Bree se entregaba a ese mosaico de palabras e imágenes como podía entregarse, a veces, a la plegaria; en realidad, el
Show del Aniversario
era esencialmente como una plegaria. En parte la asustaba, como cuando un maná negro parecía caer incesantemente sobre degradados e incendiados paisajes industriales, y los perros y los niños pálidos intentaban encontrar, entre las calles ennegrecidas, salidas que no existían, y el cielo mismo parecía pétreo y manchado, eternamente sucio, y Emma decía con un tono de voz sin reproche ni esperanza:
—Las calles de Edom se convertirán en pez, y el suelo en azufre; las tierras serán como pez ardiente. No se apagarán de día ni de noche, el humo ascenderá y ascenderá. De generación en generación permanecerán baldías; nadie pasará por ellas durante eternidades y eternidades. Serán llamadas el Reino de Nadie, y allí no habrá príncipes.

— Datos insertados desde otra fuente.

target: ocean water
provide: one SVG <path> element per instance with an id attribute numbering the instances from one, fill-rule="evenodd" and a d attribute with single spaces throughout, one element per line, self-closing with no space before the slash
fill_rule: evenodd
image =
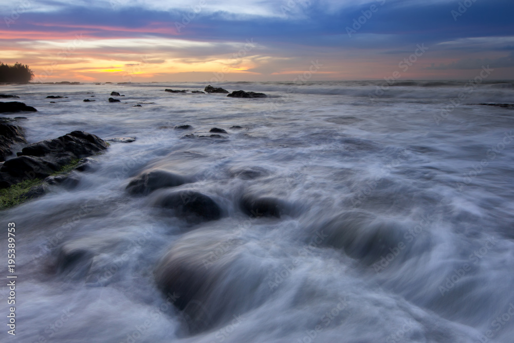
<path id="1" fill-rule="evenodd" d="M 38 110 L 3 115 L 28 118 L 29 142 L 137 139 L 93 157 L 76 187 L 0 212 L 18 277 L 16 335 L 3 314 L 2 341 L 512 342 L 514 110 L 478 104 L 513 103 L 513 85 L 213 85 L 268 95 L 249 99 L 164 91 L 203 83 L 3 86 Z M 228 134 L 183 137 L 213 127 Z M 190 178 L 176 188 L 222 218 L 153 206 L 169 190 L 126 192 L 153 169 Z M 249 215 L 248 196 L 282 215 Z"/>

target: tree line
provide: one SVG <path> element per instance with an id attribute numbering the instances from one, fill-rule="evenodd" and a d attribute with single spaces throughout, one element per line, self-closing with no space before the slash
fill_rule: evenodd
<path id="1" fill-rule="evenodd" d="M 26 83 L 33 77 L 34 73 L 26 64 L 16 62 L 9 65 L 0 62 L 0 83 Z"/>

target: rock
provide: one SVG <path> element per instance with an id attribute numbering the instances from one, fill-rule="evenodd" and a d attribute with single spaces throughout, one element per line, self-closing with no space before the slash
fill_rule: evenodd
<path id="1" fill-rule="evenodd" d="M 0 118 L 0 162 L 12 154 L 11 146 L 15 143 L 26 143 L 23 129 L 4 122 Z"/>
<path id="2" fill-rule="evenodd" d="M 189 182 L 182 175 L 166 170 L 154 169 L 134 177 L 126 187 L 132 194 L 146 195 L 160 188 L 176 187 Z"/>
<path id="3" fill-rule="evenodd" d="M 36 112 L 37 110 L 30 106 L 27 106 L 23 102 L 11 101 L 10 102 L 0 102 L 0 113 L 6 112 Z"/>
<path id="4" fill-rule="evenodd" d="M 193 127 L 191 125 L 177 125 L 175 127 L 175 130 L 189 130 L 190 129 L 192 129 Z"/>
<path id="5" fill-rule="evenodd" d="M 228 94 L 229 93 L 228 91 L 224 89 L 223 88 L 215 88 L 211 85 L 209 85 L 206 87 L 205 89 L 204 90 L 208 93 L 224 93 L 225 94 Z"/>
<path id="6" fill-rule="evenodd" d="M 231 98 L 266 98 L 264 93 L 256 93 L 253 92 L 246 92 L 244 91 L 234 91 L 227 96 Z"/>
<path id="7" fill-rule="evenodd" d="M 262 216 L 276 217 L 286 212 L 285 203 L 271 197 L 258 197 L 247 195 L 241 198 L 240 205 L 243 212 L 250 216 L 259 218 Z"/>
<path id="8" fill-rule="evenodd" d="M 46 177 L 74 160 L 97 154 L 107 146 L 97 136 L 83 131 L 31 144 L 0 168 L 0 188 L 23 179 Z"/>
<path id="9" fill-rule="evenodd" d="M 107 139 L 108 142 L 115 142 L 117 143 L 132 143 L 136 141 L 137 137 L 117 137 L 114 138 Z"/>
<path id="10" fill-rule="evenodd" d="M 208 195 L 192 190 L 163 190 L 157 194 L 153 205 L 172 209 L 175 214 L 188 220 L 216 220 L 222 216 L 221 209 Z"/>
<path id="11" fill-rule="evenodd" d="M 218 128 L 213 128 L 211 130 L 209 130 L 209 132 L 216 132 L 217 133 L 228 133 L 227 131 L 225 131 L 223 129 L 219 129 Z"/>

¡Eternidades y eternidades! No, era intolerable; Bree se cubrió la boca con las manos, esas manos listas para cubrirse los ojos si no podía tolerar las escenas de guerra: caras ennegrecidas, desesperadas, refugiados, centros de detención, el círculo desalentador de la desesperación por eternidades y eternidades... Sólo poco a poco se redimía: junquillos en flor, un capullo que se abría, las alas inquietas de una mariposa. La Reserva Génesis: dos mil quinientos kilómetros cuadrados sustraídos a Edom. El día nacía sobre ella, y sobre ella moría. La segura Reserva Transportada. Bree dejaba que las manos le volvieran lentamente al regazo. Emma leía las palabras de un antiguo tratado entre el gobierno federal y los indios, cediendo a éstos y a perpetuidad bosques, ríos y llanuras; hermosas promesas pasajeras. Los gobiernos habían hecho las mismas promesas a la gente de la Montaña de Candy, de modo que en las palabras de Emma había seguridad, y también advertencia. Luego, desde muy lejos, desde la deshabitada seguridad de la Reserva, se veía el hogar, azul y sombreado como una montaña, remoto, como si lo contemplaran los ciervos y los zorros. Emma repetía:
—Nadie pasará por ellas durante eternidades y eternidades. Serán llamadas el Reino de Nadie, y allí no habrá príncipes —y Bree no sabía si el nuevo sentido, que comprendía de un modo expresable, le daba ganas de reír o de llorar.
Retiro: eso había predicado Candy (sólo que era incapaz de predicar, aunque se hacía comprender, como el show de Meric):
Habéis hecho bastante daño a la Tierra y a vosotros mismos. Ese inmenso genio para la lucha: volvedlo a vuestro interior, y apartaos. Podéis hacerlo. Dejad la Tierra en paz: todos sus milagros ocurren cuando no estáis mirando. Construid una montaña y todos podréis ser reyes de los trolls. La Tierra, agradecida, florecerá.
Había pasado medio siglo y más desde la muerte de Candy, pero sólo había una entre mil montañas, o establecimientos, o arrecifes de coral, adonde Candy había imaginado que los hombres se retirarían, por el bien de la Tierra y su propia salvación. La construcción de esa Montaña había sido el esfuerzo mayor desde las catedrales; era una catedral; era su propio dios, aunque cada año Jesús era allí más fuerte.